08/13/2012 01:15 pm ET Updated Oct 13, 2012

Paul Ryan's "Chuck E. Cheese's" Medicare Plan

If you have ever been to places like Chuck E. Cheese's or Dave & Buster's, you know they have various games that issue tickets that can be redeemed for prizes. Children receive tickets (usually a few at a time) and then exchange them for plastic spiders, stickers or, if they are really fortunate, a small stuffed animal.

After a recent trip to my sons' favorite local children's pizza place, it occurred to me that this approach is essentially what GOP vice presidential nominee Rep. Paul Ryan has proposed to "reform" the Medicare program. Medicare, of course, is the primary source of health insurance coverage for nearly 45 million Americans -- including nearly every senior citizen in the United States.

Congressman Ryan proposes that instead of receiving insurance coverage through Medicare, seniors would instead receive vouchers (known as "premium supports") to use to purchase their own health insurance from private for-profit insurance companies.

Despite making years of payroll deductions for Medicare, instead of obtaining insurance coverage, seniors would instead get a voucher to redeem to a private for-profit insurance company.
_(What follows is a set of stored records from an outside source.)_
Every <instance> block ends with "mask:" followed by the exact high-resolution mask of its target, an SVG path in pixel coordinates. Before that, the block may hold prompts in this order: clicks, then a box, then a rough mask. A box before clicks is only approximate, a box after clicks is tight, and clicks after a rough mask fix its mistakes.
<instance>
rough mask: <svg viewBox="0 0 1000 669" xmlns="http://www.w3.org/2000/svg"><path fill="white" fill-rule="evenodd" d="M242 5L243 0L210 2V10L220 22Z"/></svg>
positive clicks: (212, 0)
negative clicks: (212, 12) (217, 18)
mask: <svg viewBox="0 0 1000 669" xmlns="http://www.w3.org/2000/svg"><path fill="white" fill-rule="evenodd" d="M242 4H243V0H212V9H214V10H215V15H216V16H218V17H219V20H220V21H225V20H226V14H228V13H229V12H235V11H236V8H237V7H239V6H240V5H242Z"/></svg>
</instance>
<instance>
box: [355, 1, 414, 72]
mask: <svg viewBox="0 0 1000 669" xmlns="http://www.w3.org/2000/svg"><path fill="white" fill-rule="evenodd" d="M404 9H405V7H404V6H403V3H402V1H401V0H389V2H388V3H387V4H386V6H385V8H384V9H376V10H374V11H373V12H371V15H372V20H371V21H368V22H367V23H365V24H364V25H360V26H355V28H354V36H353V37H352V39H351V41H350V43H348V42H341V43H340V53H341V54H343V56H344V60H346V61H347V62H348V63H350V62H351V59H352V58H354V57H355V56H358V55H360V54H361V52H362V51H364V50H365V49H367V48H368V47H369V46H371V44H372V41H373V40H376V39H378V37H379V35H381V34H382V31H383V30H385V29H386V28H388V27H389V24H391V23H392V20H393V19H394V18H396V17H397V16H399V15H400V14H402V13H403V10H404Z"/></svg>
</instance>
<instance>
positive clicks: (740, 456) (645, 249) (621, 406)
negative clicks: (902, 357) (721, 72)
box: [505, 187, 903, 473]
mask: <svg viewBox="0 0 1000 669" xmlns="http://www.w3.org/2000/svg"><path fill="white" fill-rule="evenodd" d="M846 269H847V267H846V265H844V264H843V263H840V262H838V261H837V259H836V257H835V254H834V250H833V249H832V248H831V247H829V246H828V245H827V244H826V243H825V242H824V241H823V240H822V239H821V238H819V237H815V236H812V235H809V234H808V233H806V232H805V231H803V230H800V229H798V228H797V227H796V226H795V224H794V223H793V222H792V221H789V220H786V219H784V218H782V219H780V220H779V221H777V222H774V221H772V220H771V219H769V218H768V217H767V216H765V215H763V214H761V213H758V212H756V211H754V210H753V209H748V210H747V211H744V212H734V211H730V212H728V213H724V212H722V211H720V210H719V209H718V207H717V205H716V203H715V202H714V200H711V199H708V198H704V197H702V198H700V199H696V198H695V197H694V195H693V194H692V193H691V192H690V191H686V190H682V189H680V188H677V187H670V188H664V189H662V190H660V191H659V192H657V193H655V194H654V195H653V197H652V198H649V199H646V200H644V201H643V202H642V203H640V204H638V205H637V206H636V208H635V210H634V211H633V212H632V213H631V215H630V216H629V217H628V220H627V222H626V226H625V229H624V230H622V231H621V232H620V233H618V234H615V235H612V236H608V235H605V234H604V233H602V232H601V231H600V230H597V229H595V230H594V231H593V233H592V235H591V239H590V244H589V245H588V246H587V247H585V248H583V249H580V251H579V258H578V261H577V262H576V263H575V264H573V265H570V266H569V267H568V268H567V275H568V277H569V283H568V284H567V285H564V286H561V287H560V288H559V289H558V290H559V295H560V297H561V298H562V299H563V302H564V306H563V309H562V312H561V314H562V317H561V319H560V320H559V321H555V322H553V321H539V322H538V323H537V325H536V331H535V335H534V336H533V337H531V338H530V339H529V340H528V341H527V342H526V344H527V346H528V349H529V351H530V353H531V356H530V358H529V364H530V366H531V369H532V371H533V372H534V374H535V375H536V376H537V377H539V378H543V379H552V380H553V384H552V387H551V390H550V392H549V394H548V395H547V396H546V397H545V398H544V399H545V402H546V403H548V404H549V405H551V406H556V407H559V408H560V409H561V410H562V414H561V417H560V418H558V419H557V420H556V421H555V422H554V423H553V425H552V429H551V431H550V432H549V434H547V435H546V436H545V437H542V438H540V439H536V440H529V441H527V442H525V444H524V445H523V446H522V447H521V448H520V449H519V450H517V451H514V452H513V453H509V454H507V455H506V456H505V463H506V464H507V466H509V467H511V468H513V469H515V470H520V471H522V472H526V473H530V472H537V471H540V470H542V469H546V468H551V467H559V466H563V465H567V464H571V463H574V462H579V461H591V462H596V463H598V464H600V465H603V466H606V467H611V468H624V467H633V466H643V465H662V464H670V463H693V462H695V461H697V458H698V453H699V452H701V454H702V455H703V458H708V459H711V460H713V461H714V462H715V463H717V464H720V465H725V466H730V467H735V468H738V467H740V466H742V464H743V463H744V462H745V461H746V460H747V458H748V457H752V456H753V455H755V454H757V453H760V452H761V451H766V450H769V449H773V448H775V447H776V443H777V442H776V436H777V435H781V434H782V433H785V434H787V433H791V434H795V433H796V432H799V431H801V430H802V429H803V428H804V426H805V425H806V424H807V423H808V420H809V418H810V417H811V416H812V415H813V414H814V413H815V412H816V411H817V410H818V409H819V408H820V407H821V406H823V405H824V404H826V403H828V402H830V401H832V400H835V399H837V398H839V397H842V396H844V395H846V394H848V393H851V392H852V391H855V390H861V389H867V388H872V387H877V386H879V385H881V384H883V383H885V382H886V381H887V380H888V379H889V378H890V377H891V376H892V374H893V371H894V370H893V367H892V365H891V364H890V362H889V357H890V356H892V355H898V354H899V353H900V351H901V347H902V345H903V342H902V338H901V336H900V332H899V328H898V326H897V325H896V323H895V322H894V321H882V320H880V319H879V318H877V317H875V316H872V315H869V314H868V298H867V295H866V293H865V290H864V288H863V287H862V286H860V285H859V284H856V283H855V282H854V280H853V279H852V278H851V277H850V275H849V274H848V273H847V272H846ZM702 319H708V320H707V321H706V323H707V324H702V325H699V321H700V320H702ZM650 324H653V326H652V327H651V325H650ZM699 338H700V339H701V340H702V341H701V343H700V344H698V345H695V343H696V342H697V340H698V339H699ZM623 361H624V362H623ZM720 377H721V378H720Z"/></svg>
The insurance company executives would receive a huge influx of government funds for their new customers, and seniors would be left to hope that they have enough "Chuck E. Cheese tickets" er... "premium support vouchers" to purchase the medical procedures they need.

So, instead of 6-, 7- and 8-year-olds asking the man behind the prize counter if they have enough tickets for a new yo-yo, the Ryan Medicare plan would have 70-, 80- and 90-year-olds asking their insurance company if they have enough vouchers for a hip replacement or heart catheterization.

On Saturday, Mitt Romney named Paul Ryan, the architect of this flawed plan, as his vice presidential nominee. If elected, he would be a heartbeat away from the presidency.

Sorry Governor Romney, but I am pretty sure voters don't want to play games with their parents' health care. Redeeming tickets may work in an arcade, but it is a very bad approach to financing health care.